The pound was sitting at three-decade lows Monday morning as currency markets were left reeling from Britain’s shock decision to leave the European Union.

Sterling collapsed to its lowest level since 1985 on Friday ahead of official referendum results as early numbers suggested that the vote would surprise markets, which had widely expected voters to opt for the status quo.

On Monday morning in Tokyo, the pound was at $1.3379, off $1.3670 in New York but still above $1.3229, its lowest point earlier Friday.

“People are finding it difficult to comprehend what Brexit implies for the future – we don’t know yet what the magnitude of the shock will be,” Steven Barrow, head of Group-of-10 strategy at Standard Bank Group in London, told Bloomberg News.

The euro bought 82.07 pence against 81.31 pence, while the dollar ticked up to 102.34 yen, from 102.21 yen on Friday.

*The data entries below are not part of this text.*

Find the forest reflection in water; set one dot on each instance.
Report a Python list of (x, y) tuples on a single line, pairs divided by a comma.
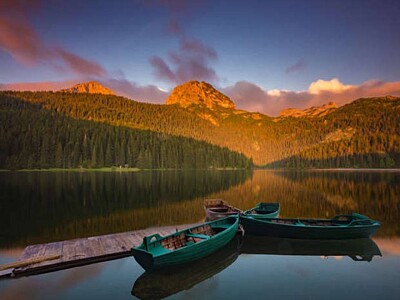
[(38, 207)]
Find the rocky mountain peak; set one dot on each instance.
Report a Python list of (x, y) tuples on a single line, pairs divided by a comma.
[(91, 87), (199, 93), (315, 111)]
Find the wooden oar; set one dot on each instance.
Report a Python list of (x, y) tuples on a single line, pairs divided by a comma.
[(30, 261)]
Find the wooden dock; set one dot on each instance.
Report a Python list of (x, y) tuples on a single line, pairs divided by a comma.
[(55, 256)]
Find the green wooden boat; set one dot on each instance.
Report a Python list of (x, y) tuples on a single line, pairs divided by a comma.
[(159, 284), (185, 246), (340, 227), (263, 210), (217, 208), (363, 249)]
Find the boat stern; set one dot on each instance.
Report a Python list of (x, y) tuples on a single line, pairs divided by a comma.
[(144, 258)]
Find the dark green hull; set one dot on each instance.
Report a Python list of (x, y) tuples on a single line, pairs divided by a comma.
[(363, 249), (298, 230), (264, 211), (159, 257), (158, 284)]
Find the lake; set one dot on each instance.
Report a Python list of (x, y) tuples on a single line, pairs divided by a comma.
[(40, 207)]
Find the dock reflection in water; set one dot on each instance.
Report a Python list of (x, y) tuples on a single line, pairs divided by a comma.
[(357, 249), (162, 283)]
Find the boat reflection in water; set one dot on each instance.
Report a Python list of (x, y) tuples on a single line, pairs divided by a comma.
[(363, 249), (162, 283)]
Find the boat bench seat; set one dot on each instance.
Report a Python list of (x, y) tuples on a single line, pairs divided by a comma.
[(199, 236)]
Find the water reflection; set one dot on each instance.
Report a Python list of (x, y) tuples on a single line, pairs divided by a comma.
[(165, 282), (357, 249), (38, 207)]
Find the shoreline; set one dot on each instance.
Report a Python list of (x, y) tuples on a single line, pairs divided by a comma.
[(122, 170)]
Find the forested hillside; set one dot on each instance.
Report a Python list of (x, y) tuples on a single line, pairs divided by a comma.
[(364, 133), (31, 137)]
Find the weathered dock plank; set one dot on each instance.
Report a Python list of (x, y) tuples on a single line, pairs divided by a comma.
[(72, 253)]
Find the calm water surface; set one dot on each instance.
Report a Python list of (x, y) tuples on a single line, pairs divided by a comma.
[(39, 207)]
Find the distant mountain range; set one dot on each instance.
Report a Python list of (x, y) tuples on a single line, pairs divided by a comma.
[(91, 87), (364, 133)]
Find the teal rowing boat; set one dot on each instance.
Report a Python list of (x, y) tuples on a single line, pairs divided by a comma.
[(159, 284), (185, 246), (263, 210), (340, 227)]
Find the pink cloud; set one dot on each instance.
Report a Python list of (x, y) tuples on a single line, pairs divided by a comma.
[(78, 64), (23, 43), (190, 62), (251, 97), (297, 67)]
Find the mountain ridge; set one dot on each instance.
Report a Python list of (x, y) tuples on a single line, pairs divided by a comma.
[(361, 133), (90, 87)]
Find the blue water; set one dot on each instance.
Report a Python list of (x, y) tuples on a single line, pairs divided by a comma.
[(249, 276)]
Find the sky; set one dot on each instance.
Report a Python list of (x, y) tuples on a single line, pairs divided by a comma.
[(265, 55)]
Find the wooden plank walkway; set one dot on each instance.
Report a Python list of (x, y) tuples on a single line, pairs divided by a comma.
[(83, 251)]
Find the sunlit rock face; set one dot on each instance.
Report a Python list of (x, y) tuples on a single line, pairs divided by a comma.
[(199, 93), (315, 111), (91, 87)]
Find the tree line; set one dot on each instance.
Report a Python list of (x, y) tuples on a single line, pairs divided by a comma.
[(32, 137)]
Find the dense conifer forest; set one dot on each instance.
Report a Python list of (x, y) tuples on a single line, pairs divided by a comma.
[(364, 133), (32, 137)]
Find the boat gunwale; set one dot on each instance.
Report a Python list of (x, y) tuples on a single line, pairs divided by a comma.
[(187, 246), (298, 224)]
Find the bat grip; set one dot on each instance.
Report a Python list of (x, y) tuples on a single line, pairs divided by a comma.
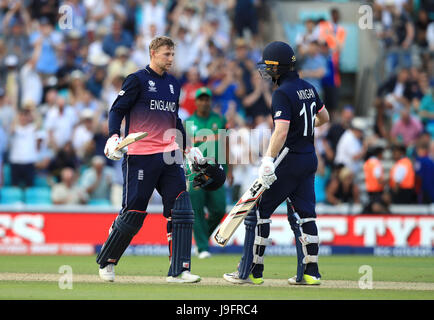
[(281, 156)]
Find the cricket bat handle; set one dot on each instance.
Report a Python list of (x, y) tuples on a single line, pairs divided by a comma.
[(281, 156), (131, 138)]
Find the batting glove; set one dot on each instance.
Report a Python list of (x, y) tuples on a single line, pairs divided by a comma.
[(266, 172), (194, 157), (110, 146)]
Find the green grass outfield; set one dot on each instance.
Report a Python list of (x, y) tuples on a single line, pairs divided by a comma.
[(143, 277)]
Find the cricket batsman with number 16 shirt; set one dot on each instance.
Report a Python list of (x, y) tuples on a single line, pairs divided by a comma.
[(297, 110), (149, 102)]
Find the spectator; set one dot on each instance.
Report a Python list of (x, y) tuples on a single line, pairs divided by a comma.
[(104, 13), (118, 37), (390, 101), (45, 8), (66, 69), (424, 169), (139, 54), (322, 176), (407, 129), (67, 190), (44, 155), (95, 47), (97, 179), (16, 29), (332, 33), (59, 122), (95, 84), (110, 92), (336, 130), (188, 91), (402, 177), (351, 149), (398, 36), (3, 147), (51, 41), (375, 181), (116, 187), (303, 39), (7, 112), (430, 36), (153, 12), (314, 67), (426, 111), (76, 89), (64, 157), (244, 62), (187, 49), (245, 18), (421, 27), (23, 148), (12, 80), (82, 136), (227, 86), (80, 14), (342, 188), (121, 65), (257, 103)]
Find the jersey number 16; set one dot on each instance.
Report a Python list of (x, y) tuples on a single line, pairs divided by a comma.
[(304, 112)]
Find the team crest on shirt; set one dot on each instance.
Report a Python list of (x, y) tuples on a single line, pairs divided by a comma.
[(152, 87)]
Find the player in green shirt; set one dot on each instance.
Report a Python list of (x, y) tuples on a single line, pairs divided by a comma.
[(206, 130)]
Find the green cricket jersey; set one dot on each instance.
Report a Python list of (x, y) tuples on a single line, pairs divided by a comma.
[(204, 134)]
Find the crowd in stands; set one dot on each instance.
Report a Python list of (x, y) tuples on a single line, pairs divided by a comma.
[(58, 81)]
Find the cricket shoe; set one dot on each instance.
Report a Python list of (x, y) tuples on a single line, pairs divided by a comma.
[(107, 273), (234, 277), (307, 280), (184, 277)]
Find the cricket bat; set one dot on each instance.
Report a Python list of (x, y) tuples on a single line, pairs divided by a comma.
[(129, 139), (242, 208)]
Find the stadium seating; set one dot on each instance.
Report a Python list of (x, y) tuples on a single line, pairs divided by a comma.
[(7, 178), (11, 195), (41, 181), (99, 202), (37, 195)]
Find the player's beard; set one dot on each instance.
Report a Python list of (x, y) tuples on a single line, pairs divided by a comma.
[(165, 67)]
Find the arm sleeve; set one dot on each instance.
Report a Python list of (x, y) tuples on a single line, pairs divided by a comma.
[(180, 127), (319, 104), (280, 107), (123, 103)]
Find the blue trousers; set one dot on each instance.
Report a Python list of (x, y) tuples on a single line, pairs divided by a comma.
[(295, 179)]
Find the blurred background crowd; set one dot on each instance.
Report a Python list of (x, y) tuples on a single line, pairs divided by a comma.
[(59, 77)]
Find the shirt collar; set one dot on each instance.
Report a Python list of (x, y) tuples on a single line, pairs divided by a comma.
[(153, 73), (289, 76)]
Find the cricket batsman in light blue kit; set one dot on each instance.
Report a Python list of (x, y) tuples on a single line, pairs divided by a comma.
[(296, 110)]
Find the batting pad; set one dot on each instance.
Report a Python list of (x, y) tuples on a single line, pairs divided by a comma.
[(124, 228), (245, 266), (182, 233)]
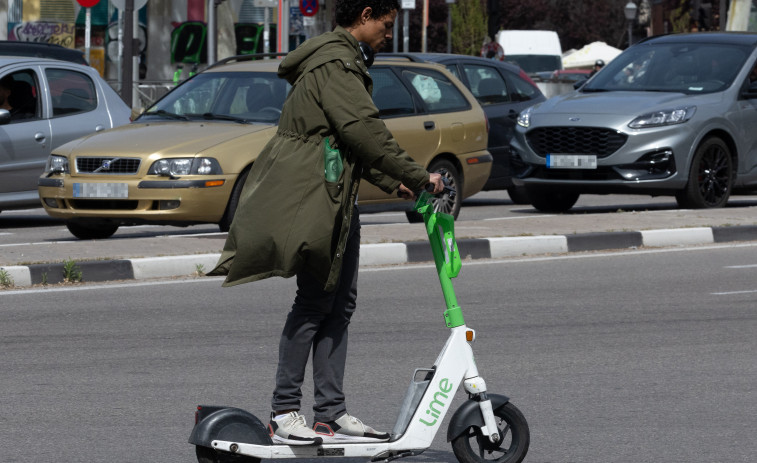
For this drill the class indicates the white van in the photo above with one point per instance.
(533, 51)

Japan’s currency surged Friday as traders scooped up the safe-haven unit, seen as a safe bet in times of turmoil.

But the rally in the yen, which had already been on the upswing before the vote, poses a threat to profits at major Japanese exporters.

And Britain’s vote to leave the EU could have significant consequences for more than 1,000 Japanese firms that operate in Britain – many of which see it as a staging point for dealing in Europe.

“It was very regrettable,” Sadayuki Sakakibara, chairman of Keidanren, Japan’s biggest business lobby, said of the result on Friday.

Japanese Prime Minister Shinzo Abe held an emergency meeting with top officials Monday morning to discuss Brexit and how to deal with the market fallout.

Ahead of the meeting, Abe pointed to unspecified measures to smooth out any impact on the world’s number three economy.

“We will make thorough efforts so that (Brexit) will not negatively affect Japan’s economy and the business of small to medium-sized firms,” he said, without elaborating.

On Friday, Finance Minister Taro Aso pledged that Tokyo was ready to adopt strong measures to address wild volatility on the financial markets.

His remarks hinted at a possible market intervention to cool the surging yen.

Recently, Japanese officials, including Aso, have been warning over the yen’s rise and said an intervention was possible. However, such a move could put Japan on a collision course with its G20 counterparts, who have agreed to hold off stepping into forex markets to manipulate their currencies.

Officials from the Bank of Japan (BoJ) were at the meeting on Monday. The BoJ has said it was ready to lean on a currency swap agreement it has with other major central banks to supply liquidity for markets in an effort to counter the wild volatility.